Doc Shaw's premise is that the latest mode of thinking stemming from the scientific and social science world is exactly what companies, agencies and qualitative researchers should be doing: 'Intensive processes of joint inquiry'. In other words, the discoveries come from both the intense nature of the enquiry and from the fact that it is a joint exercise. Client and researcher, researcher and customer, customer and creative. Sounds like more work ... and it is. Behaviour observation, semiotics, anthropology, psychology ­ even Tao. All to find out why people eat chocolate!

And it's going to be continuous! 'Focus on creating energy not action plans'. So it's not the debrief nor the presentation, it's how excited people are by the debrief. It's not what you find ­ it's the act of finding that transforms.

Ancient Fishbein lectures slowly pass before my eyes. I suppose what is true is that the only way you learn (as opposed to remember) is by experience and this explains why all the marketing clients are these days being sent out to the shops to experience some consumer insight at first hand. 'Intensity' is an interesting concept in the context of research. Research, which is often associated with 'balance', 'intellect', 'thinking', and 'measuring', is rarely 'intense'. I suppose that's why Ginny Valentine wants everyone to change their name from sounding like a marine biology firm to something more akin to a Rap Band or LA Club ... Boombox Disquiet or something similar. And it probably explains the popularity of 'Brand rooms' in both advertising agencies and clients (and in Marmite's case ­ two rooms, one pro, one anti).

What was most interesting about the Doc's approach was the notion of gathering acceptance for the inquiry by gradually involving others in webs of connections and relationships. Now an enterprising qual agency I know has decided not to have debriefs but to have a workshop to discuss the data with the client and then to write up a debrief and give it two weeks later. 'Involvement': that's another interesting notion.

And the most shocking thing was her point about not trying to 'harvest what comes of each inquiry round' but ask, 'What is the next conversation that needs to happen?' Is this a plea for continuous qualitative research? Does she know how much a group costs these days? Especially with added Chardonnay and McVities? This conjured up the idea that clients might start to employ qualitative researchers on the staff!

The other shock was to learn that Dubya is currently operating in the recently popular ­ but now outdated ­ management style: 'Watch out'. This style is where you have lots of trend data, future forecasters and predictors and 'you're prepared for anything'. Unfortunately, as should be obvious, 'anything' is not something anyone can prepare for!

The doc's talk made me feel excited about the future. Despite the complexity, the dangers and the tyranny of e-mail, things can only get better. (A slight digression: Shouldn't New Labour go back to that strategy?

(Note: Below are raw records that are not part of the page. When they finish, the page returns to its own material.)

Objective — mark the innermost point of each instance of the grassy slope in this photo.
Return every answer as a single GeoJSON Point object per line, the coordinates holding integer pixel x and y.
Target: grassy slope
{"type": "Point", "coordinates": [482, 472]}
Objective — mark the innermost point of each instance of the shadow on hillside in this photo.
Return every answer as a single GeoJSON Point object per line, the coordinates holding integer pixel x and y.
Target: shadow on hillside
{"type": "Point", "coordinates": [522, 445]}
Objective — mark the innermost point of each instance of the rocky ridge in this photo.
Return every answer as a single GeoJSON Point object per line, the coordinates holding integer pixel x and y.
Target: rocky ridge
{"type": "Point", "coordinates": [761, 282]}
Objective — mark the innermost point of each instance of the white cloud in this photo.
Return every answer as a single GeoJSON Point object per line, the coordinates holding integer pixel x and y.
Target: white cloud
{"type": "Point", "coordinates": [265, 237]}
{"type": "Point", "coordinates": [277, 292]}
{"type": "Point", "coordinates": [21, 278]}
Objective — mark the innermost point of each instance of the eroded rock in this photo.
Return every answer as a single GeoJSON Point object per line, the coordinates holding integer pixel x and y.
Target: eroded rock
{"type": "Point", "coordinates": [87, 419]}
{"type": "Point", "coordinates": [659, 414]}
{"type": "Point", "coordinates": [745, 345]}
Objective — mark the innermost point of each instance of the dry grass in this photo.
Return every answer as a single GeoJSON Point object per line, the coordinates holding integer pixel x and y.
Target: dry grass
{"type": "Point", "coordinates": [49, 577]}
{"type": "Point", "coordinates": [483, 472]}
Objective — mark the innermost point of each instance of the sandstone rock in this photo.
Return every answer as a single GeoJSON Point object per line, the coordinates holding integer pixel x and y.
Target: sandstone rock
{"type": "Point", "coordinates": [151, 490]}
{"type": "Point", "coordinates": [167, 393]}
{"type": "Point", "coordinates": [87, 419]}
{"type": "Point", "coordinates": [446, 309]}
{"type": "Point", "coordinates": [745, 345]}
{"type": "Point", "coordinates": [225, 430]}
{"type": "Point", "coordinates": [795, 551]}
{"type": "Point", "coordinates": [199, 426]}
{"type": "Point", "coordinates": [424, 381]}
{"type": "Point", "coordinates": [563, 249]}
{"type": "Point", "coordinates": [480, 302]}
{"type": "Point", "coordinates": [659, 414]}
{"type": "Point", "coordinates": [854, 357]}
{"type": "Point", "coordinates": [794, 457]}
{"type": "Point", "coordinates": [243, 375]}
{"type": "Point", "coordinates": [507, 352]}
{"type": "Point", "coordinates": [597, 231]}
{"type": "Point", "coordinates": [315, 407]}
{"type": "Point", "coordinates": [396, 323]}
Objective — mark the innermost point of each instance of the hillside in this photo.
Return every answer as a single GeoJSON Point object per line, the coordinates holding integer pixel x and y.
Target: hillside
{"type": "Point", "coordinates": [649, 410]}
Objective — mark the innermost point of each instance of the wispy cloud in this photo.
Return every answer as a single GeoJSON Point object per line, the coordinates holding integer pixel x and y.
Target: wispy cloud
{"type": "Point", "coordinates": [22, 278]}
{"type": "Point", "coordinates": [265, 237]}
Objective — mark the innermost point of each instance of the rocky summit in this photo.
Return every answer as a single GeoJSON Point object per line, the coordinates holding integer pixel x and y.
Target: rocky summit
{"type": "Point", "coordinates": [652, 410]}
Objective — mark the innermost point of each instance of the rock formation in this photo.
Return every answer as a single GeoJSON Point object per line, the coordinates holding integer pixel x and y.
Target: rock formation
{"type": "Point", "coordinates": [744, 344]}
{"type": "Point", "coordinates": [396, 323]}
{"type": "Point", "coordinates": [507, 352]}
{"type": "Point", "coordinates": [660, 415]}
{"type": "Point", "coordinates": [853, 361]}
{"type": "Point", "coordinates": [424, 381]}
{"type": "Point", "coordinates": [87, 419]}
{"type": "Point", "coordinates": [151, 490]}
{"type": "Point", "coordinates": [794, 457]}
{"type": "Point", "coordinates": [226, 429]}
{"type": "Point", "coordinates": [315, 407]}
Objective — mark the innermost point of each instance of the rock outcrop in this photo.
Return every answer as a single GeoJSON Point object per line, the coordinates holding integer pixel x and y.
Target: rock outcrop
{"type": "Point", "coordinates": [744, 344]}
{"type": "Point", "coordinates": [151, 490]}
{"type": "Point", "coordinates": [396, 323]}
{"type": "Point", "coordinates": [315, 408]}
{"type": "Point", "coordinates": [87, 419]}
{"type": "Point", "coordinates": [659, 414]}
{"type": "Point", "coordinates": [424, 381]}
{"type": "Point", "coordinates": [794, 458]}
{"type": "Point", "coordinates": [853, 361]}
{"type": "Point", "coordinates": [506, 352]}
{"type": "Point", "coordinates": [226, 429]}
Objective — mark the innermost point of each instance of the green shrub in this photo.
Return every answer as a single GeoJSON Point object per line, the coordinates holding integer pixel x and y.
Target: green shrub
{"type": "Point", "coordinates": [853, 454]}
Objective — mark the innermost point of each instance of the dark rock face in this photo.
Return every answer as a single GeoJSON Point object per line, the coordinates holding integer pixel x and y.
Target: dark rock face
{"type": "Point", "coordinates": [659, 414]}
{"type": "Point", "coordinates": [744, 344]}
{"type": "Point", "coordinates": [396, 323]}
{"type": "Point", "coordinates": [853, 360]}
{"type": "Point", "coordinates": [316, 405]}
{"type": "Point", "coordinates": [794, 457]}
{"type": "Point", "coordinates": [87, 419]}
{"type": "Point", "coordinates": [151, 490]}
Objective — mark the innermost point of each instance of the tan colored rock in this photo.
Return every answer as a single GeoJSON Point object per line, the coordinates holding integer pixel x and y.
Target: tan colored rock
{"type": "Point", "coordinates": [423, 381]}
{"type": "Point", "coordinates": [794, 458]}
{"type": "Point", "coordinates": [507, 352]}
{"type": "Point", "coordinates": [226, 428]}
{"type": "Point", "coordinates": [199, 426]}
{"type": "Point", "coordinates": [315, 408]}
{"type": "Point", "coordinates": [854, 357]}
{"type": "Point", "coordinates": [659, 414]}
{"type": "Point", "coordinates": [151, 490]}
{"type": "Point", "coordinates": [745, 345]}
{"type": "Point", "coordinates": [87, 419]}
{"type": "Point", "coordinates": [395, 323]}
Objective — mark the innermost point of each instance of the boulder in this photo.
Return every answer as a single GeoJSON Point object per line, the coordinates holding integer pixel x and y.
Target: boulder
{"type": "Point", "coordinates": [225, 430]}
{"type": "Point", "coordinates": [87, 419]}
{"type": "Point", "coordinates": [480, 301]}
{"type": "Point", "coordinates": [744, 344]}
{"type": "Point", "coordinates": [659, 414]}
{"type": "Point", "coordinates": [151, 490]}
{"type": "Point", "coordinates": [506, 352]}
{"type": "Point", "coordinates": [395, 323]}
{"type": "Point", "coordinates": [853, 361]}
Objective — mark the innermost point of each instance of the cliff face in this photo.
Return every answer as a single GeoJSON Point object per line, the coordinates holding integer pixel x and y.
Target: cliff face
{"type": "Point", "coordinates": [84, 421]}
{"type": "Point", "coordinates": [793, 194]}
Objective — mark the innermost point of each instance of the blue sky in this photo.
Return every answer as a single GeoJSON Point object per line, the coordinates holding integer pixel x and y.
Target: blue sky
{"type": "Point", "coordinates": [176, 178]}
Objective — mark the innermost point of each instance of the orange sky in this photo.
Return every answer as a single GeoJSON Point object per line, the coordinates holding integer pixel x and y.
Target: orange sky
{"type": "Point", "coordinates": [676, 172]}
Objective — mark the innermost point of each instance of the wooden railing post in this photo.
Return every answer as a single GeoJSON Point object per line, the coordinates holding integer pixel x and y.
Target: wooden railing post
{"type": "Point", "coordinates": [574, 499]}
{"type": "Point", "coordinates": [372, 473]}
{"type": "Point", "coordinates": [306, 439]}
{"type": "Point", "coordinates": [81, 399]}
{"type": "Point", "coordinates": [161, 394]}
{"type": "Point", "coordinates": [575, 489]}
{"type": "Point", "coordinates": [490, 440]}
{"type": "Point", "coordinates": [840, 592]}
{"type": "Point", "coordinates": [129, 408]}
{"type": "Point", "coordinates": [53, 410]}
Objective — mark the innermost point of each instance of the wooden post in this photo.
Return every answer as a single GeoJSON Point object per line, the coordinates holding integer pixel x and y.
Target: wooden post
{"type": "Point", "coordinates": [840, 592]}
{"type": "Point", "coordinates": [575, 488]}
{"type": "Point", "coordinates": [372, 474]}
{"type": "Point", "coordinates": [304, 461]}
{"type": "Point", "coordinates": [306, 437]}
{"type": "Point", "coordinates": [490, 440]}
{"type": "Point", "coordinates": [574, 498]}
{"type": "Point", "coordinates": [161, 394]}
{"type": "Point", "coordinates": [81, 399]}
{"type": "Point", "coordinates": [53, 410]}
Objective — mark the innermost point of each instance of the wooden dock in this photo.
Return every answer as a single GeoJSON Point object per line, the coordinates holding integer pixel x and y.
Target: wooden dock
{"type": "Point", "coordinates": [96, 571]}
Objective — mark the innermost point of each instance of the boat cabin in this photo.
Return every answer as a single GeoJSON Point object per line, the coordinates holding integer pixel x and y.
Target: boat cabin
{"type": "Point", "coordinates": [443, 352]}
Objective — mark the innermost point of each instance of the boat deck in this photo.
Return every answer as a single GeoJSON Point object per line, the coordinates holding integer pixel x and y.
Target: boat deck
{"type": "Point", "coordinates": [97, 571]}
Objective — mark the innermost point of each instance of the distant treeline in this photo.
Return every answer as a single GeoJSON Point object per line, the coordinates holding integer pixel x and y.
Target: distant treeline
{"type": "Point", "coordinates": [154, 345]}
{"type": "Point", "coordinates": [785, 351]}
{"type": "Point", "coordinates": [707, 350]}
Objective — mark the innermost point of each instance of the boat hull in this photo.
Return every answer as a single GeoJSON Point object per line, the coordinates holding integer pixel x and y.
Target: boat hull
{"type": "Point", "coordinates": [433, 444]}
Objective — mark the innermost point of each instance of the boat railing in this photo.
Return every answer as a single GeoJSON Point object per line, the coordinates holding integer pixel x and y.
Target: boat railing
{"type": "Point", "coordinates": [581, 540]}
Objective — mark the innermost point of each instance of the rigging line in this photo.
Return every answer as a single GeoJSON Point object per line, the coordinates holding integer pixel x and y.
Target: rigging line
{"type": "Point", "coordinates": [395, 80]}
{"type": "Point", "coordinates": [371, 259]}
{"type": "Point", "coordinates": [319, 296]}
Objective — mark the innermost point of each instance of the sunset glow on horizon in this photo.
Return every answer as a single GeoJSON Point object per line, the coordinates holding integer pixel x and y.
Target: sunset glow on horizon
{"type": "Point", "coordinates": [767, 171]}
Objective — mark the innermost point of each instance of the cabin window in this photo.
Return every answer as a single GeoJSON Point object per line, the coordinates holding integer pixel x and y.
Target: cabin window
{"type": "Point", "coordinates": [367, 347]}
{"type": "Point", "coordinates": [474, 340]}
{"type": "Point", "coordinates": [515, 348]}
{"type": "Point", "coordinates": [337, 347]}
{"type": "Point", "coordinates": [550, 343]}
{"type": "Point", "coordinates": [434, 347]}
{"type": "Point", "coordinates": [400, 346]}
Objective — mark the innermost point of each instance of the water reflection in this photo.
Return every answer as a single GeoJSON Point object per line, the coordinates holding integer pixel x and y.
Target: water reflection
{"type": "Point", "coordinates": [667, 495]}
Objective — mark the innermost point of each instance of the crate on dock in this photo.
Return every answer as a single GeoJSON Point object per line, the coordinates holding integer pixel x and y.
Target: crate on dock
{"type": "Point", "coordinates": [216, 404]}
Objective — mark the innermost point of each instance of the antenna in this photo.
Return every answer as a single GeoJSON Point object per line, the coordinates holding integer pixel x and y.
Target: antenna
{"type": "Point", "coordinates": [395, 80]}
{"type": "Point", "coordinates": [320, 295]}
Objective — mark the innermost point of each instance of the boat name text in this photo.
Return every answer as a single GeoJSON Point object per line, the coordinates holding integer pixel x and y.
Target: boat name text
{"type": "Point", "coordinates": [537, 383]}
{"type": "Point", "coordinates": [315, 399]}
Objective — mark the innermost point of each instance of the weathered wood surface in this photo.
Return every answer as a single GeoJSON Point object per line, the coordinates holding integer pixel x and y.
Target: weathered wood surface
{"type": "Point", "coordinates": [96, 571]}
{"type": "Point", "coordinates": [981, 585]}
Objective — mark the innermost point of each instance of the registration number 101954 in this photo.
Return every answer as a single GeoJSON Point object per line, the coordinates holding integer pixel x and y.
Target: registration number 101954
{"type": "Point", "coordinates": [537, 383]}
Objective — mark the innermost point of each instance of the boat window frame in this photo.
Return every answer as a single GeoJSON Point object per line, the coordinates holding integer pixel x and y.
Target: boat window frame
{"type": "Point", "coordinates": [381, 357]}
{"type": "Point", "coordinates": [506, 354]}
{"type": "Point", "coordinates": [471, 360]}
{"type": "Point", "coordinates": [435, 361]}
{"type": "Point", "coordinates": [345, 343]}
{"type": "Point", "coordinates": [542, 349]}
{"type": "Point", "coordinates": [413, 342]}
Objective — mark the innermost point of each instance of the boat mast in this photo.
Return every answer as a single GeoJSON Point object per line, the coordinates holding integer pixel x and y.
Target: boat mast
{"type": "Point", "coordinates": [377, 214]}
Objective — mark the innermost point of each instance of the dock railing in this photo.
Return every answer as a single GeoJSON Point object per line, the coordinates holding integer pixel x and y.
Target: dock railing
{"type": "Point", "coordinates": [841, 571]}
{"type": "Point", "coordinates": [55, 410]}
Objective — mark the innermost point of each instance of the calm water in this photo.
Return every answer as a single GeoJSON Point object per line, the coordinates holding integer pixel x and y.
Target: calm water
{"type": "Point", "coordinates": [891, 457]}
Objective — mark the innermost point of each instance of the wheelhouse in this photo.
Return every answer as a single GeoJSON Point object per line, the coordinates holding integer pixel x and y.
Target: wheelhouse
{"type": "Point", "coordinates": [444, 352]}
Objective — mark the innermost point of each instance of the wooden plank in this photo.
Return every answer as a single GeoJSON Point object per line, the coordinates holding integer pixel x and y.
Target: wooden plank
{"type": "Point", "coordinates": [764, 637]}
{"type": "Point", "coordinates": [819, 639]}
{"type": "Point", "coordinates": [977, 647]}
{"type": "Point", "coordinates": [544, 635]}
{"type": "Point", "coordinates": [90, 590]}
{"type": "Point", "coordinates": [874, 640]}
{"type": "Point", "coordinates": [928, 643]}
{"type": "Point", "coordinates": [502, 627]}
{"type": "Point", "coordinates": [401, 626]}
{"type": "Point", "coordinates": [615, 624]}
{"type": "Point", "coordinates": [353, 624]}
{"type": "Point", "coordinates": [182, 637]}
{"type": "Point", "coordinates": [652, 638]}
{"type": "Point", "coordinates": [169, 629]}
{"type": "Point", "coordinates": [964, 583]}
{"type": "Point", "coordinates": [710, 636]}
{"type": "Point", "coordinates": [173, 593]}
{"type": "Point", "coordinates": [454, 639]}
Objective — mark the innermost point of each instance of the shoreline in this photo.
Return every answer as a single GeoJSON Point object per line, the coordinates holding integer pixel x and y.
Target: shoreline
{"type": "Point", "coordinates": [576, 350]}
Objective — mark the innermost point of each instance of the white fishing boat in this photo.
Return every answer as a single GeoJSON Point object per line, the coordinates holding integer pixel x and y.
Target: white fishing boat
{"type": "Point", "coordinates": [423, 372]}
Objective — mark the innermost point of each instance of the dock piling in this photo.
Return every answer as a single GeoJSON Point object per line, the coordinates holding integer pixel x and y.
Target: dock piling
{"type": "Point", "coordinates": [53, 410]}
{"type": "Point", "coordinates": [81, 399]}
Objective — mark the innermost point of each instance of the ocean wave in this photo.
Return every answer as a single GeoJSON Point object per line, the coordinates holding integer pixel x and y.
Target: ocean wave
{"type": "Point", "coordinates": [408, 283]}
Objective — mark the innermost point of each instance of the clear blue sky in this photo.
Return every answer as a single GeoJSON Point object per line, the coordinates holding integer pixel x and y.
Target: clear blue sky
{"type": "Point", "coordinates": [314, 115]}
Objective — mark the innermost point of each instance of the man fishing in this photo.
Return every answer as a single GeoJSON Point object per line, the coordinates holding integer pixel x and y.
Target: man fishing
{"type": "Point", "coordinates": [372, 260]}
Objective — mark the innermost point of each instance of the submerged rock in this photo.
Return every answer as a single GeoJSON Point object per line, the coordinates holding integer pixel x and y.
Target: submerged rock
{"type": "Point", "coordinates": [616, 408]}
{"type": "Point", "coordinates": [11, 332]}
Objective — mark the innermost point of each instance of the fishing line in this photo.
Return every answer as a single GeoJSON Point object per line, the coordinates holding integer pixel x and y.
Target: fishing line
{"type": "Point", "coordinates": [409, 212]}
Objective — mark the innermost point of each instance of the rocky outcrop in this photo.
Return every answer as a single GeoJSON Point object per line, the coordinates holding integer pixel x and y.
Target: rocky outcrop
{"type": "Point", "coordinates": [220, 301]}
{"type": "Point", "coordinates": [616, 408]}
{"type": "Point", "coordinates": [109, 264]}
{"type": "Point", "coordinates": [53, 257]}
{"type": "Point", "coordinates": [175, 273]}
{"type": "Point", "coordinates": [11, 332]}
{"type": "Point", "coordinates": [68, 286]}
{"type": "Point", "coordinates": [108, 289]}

What our Tone needs is a new planner to replace Mandelson and get back on strategy. Tone, like all good account people, has wandered off progressing his career with the worldwide account guy...).

At a recent lecture I attended, a very intelligent American professor explained that the only way that the developed world can get richer is by making the Third World richer first! Like the Doc said, 'we need intense and joint exercises'. Shocking.